Walid reached out his hand with all the fingers touching at their tips to make the man stop talking. "How can we be sure you will not use it against us, or some innocent people?"
"No, I don't do such things. Rajaan, Please," the man clasped his hands together.
Walid looked him over. He was frail, with a bent back and shiny thick hair. He was groveling in front of his woman. This was not right. Walid felt a wave of exhaustion come over him. No matter how hard he pushed the world wouldn't budge.
"Keep it then," he felt everyone look at him. He would not dance to their eyes.
He had restarted the checkpoints after he shot the policeman. They learned to take the car, take everything of whichever Sunni they caught. His distaste for what they did wore off, but it still left an aftertaste. He handed the killing and dumping of bodies to the others in the group.
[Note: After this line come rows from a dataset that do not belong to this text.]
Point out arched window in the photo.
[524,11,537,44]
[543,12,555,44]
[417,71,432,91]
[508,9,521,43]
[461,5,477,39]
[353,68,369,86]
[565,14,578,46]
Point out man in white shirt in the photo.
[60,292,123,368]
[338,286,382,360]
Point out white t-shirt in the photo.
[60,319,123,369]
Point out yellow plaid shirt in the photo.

Everyone in his group owned a car and they were now selling the extra ones to gain money. Other young men in their neighborhood, cousins of men in his group wanted to join up but he had to be careful about who he let in.
"You let him keep the gun?" Abdullah asked in a sneering tone, the rest of the group shifted to his words. They were in Haji Salaam's living room again; a new carpet and new furnishings filled the room with shiny surfaces and singular polished smells. They were all smoking out of a hookah pipe, celebrating the money they had taken from the Sunni family they had kicked out earlier that day. What was supposed to be a meeting about the future of the group and how to let new people in, was now becoming a confrontation.
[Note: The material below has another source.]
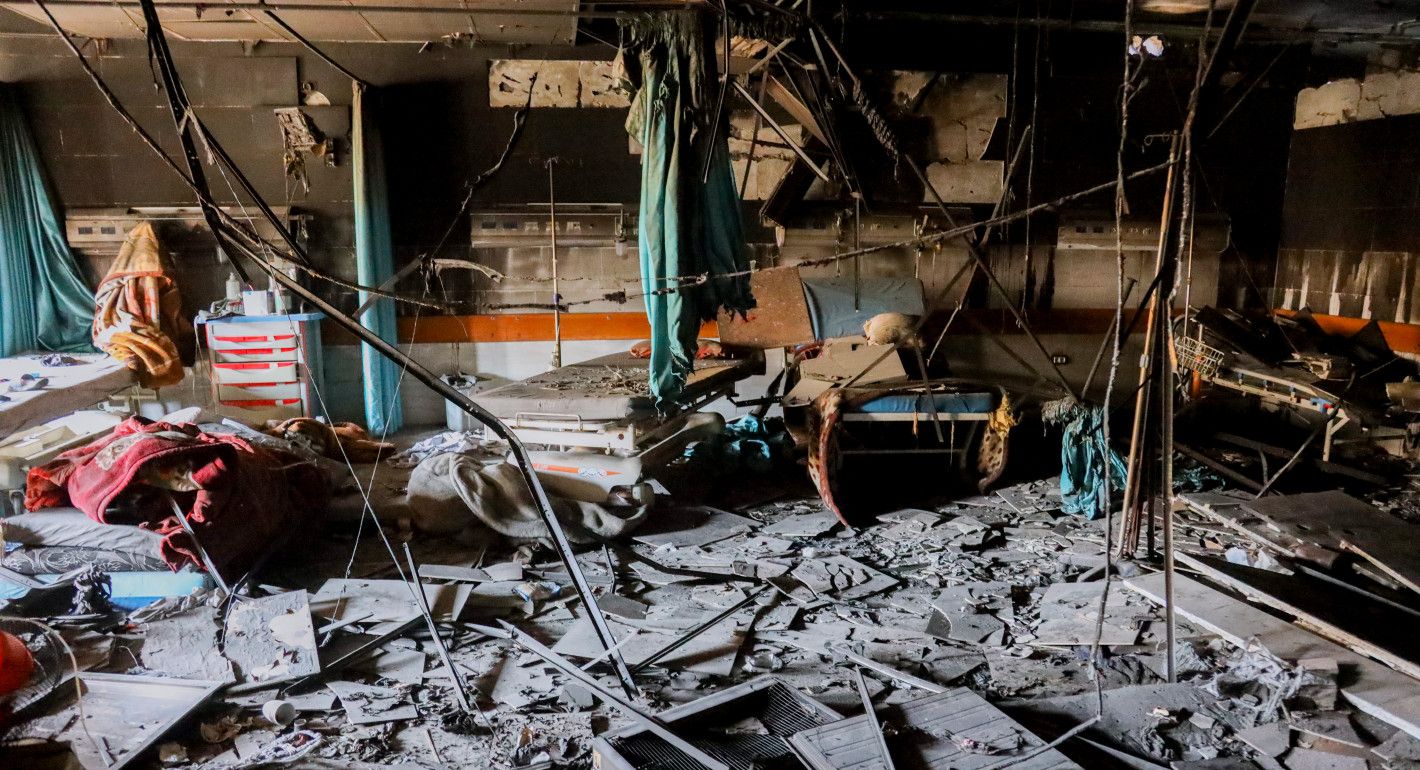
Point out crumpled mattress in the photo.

In their silence he could see they agreed with Abdullah. The man was acting too brazen, Walid would have to step up again.
"Minoo, who is the boss here?" he leered at Abdullah, squinting his eyes.
"Why would the boss give Sunnis their gun back?"
Walid paused as he thought about what he was going to say. He would rather have been dealing with other issues; he could see Abdullah gaining stature in the eyes of the group. "How dare you say something like that? Who ordered the house be taken? Whose idea was it to take a person's house? It was maltee, mine," he jabbed his finger at himself then his accuser. "You are nothing but a kelb, dog, let me show what we do with dogs," he stepped forward aggressively.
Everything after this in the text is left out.